It took me just about two hours to make it through "The Stoning of Sally Kern: The Liberal Attack on Christian Conservatism - And Why We Must Take a Stand" which pretty much tells you all you need to know about this vapid amalgamation of right-wing cliches that Kern cobbled together and tried to pass off as a book.
Kern's book reads like a greatest hits collection of right-wing talking points as she fear-mongers about everything from Kevin Jennings to ENDA to the Department of Homeland Security while mixing in references to the works of David Barton, David Horowitz and even full-blown Christian Reconstructionists like Gary DeMar.
[As it turns out, Kern more or less has Barton to thank for turning her into a national pariah as it was at one of his Wallbuilders ProFamily Legislators Conference that she first learned about the insidious homosexual agenda that was a bigger threat to this nation than terrorism and decided to begin speaking out against it.]
In the book, Kern claims that her original statement was poorly worded and then taken out of context and misrepresented ... and she then proceeds to clarify by saying the very same thing:
One of the snippets from my now infamous speech that has been replayed endlessly by my critics on the Left is the sentence in which I say that the homosexual lifestyle and its agenda are "a greater threat than terrorism." If I hadn't been in such a hurry to hit all my points, I would have elaborated on that thought in a way that wouldn't have left me so open to outrage and demagoguery ...

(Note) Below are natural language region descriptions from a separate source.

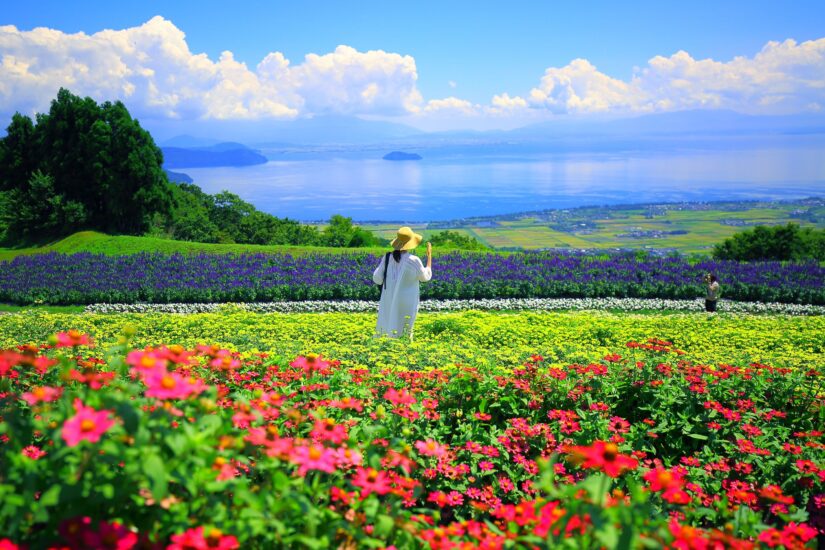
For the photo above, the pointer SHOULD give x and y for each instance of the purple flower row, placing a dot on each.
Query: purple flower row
(92, 278)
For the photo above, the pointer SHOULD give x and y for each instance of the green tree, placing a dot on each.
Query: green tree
(340, 232)
(36, 211)
(784, 242)
(454, 239)
(98, 156)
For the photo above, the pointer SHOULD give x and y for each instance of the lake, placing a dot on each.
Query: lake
(442, 187)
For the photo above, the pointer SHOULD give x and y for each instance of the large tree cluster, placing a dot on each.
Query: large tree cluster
(81, 165)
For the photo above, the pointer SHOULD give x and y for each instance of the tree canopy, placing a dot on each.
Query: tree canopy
(782, 242)
(92, 161)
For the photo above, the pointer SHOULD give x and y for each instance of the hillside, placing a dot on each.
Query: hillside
(99, 243)
(222, 154)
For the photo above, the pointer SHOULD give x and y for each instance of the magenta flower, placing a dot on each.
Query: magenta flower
(171, 385)
(88, 424)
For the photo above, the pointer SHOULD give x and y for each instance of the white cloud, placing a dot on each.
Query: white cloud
(350, 81)
(504, 104)
(152, 70)
(782, 78)
(452, 104)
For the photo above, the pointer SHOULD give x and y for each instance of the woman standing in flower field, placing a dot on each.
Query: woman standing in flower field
(713, 292)
(399, 281)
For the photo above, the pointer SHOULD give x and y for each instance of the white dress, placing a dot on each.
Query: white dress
(399, 300)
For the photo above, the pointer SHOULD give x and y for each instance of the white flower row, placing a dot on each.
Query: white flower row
(532, 304)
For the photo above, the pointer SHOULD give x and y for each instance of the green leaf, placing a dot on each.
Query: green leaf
(176, 443)
(384, 525)
(156, 472)
(51, 497)
(130, 417)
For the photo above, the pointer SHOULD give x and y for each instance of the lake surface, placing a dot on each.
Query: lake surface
(442, 188)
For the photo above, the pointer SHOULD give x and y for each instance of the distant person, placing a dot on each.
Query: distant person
(713, 292)
(399, 274)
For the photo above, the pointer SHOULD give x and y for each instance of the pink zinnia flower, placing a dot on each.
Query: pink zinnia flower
(313, 457)
(199, 539)
(33, 452)
(171, 385)
(88, 424)
(371, 480)
(310, 363)
(326, 429)
(430, 448)
(41, 393)
(224, 361)
(146, 360)
(347, 458)
(110, 535)
(71, 339)
(397, 397)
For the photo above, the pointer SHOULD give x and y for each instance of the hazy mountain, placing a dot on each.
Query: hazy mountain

Terrorists seem to do damage to our nation and to its people. Yet we, the American people, are bringing the wholesale destruction of our nation upon ourselves as we wholeheartedly embrace homosexuality, a lifestyle proven to be dangerous and deadly. We are currently very vigilant against the terrorist threat against us. We seem oblivious to this more pervasive inner decay.
My hope and prayer is that this book and the hate-storm I've been through will in some way help to change that dangerous complacency.
I haven't felt this cheated by a Religious Right author since Matt Barber conned me out of $30 by surreptitiously stitching together a bunch his columns and then selling it as a book.